SpecAugment: New and Simple Data Augmentation Technique for Audio Data

Researchers from Google AI have proposed a new data augmentation method for automatic speech recognition. The new method is based on a very simple idea and takes a new approach in augmenting audio data.

Deep learning based methods rely on extracting patterns from large amounts of data. In the past, due to the lack of large training datasets, data augmentation techniques were used to augment and increase the size of the available datasets. This was particularly successful in computer vision and tasks such as object detection, image classification, etc.

When it comes to audio data, traditional data augmentation techniques involved modifying the speed (slowing down or speeding up) the audio waveforms or adding some background noise. The problem with these approaches includes computational cost, the need for additional data, etc.

In a novel paper, Daniel Park et al. propose a data augmentation technique for audio data that applies an augmentation policy directly to the audio spectrogram (i.e., an image representation of the waveform).

Generally, the task of automatic speech recognition was tackled by using deep neural networks trained on audio spectrograms, which are images obtained from the audio waveform. However, in the case of data augmentation, it was generally performed on the audio waveform before converting it to a spectrogram.

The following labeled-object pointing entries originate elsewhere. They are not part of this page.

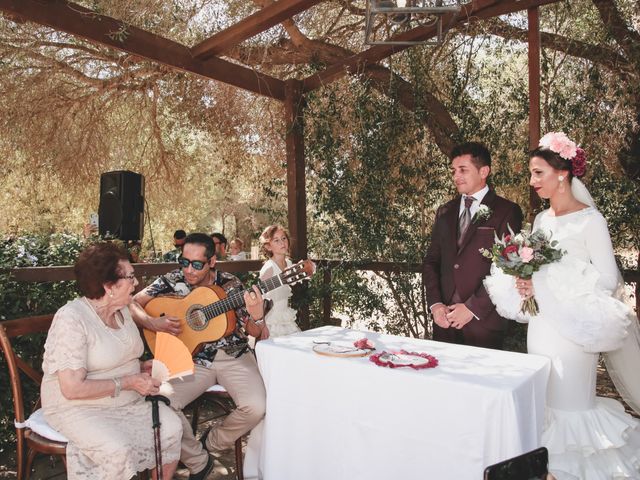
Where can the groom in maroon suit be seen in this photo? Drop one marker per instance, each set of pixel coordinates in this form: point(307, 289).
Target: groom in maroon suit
point(453, 268)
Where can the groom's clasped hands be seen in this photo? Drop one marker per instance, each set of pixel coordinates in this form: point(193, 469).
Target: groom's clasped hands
point(456, 315)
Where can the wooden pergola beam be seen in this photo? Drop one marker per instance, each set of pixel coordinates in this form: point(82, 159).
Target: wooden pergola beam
point(473, 11)
point(76, 20)
point(254, 24)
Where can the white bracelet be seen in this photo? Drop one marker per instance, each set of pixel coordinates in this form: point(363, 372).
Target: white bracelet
point(116, 391)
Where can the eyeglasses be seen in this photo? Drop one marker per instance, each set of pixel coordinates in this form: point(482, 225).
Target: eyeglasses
point(196, 264)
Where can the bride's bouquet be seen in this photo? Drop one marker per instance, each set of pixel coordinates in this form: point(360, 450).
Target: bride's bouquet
point(522, 254)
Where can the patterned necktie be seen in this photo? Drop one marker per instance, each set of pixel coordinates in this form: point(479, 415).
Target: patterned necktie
point(465, 219)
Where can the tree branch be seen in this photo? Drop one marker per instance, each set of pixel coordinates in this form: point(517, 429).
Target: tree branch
point(598, 54)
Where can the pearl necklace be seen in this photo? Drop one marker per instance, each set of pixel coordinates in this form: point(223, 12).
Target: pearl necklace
point(120, 332)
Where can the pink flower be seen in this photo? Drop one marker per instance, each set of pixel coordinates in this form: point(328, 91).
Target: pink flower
point(364, 344)
point(509, 249)
point(559, 143)
point(526, 254)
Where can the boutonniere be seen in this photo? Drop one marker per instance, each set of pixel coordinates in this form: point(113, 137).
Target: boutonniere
point(482, 214)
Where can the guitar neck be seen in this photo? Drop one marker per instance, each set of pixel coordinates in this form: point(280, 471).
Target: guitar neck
point(236, 300)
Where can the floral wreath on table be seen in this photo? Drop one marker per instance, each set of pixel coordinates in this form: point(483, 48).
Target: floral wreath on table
point(559, 143)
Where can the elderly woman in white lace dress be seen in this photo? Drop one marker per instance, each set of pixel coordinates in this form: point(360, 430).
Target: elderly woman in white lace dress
point(94, 383)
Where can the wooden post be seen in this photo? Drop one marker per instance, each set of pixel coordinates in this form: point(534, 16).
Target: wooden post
point(296, 189)
point(326, 296)
point(533, 15)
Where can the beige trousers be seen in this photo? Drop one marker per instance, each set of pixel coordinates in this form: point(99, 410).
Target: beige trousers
point(241, 378)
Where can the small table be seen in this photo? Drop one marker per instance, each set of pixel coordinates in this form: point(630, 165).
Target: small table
point(334, 418)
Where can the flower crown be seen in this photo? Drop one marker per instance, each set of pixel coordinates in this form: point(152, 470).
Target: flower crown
point(559, 143)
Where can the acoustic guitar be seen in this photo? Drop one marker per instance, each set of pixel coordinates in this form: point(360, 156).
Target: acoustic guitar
point(207, 314)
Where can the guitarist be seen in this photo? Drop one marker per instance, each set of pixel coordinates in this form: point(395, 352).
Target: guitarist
point(229, 361)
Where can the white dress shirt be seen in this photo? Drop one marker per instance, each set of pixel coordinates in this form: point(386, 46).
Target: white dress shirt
point(479, 195)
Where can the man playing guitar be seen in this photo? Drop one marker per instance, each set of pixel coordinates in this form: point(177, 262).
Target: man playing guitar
point(228, 361)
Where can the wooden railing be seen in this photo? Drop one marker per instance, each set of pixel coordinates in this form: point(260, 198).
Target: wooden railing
point(325, 268)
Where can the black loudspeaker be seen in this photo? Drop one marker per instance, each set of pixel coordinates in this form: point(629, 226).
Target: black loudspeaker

Researchers propose to augment the spectrograms instead of the raw audio waveforms in the novel data augmentation method called SpecAugment.

SpecAugment modifies the spectrogram by warping it in the time direction, masking blocks of consecutive frequency channels, and masking blocks of utterances in time. They show that this kind of data augmentation helps the network to become more robust against deformations in the time domain and loss in the frequency domain.

Augmentations applied to a spectrogram input, given at the<br> top. From top to bottom, the figures depict the log mel spectrogram of the base with no augmentation, time warp, frequency masking and time masking applied.

Researchers performed an evaluation of the proposed method by training end-to-end networks using the LibriSpeech. They used three networks of the Listen Attend and Spell (LAS) type and they compared the results with and without data augmentation.

They show that the method improves the robustness of the neural network models. Also, researchers reported that the method achieves state-of-the-art performance on the LibriSpeech 960h and Swichboard 300h tasks, outperforming all prior work.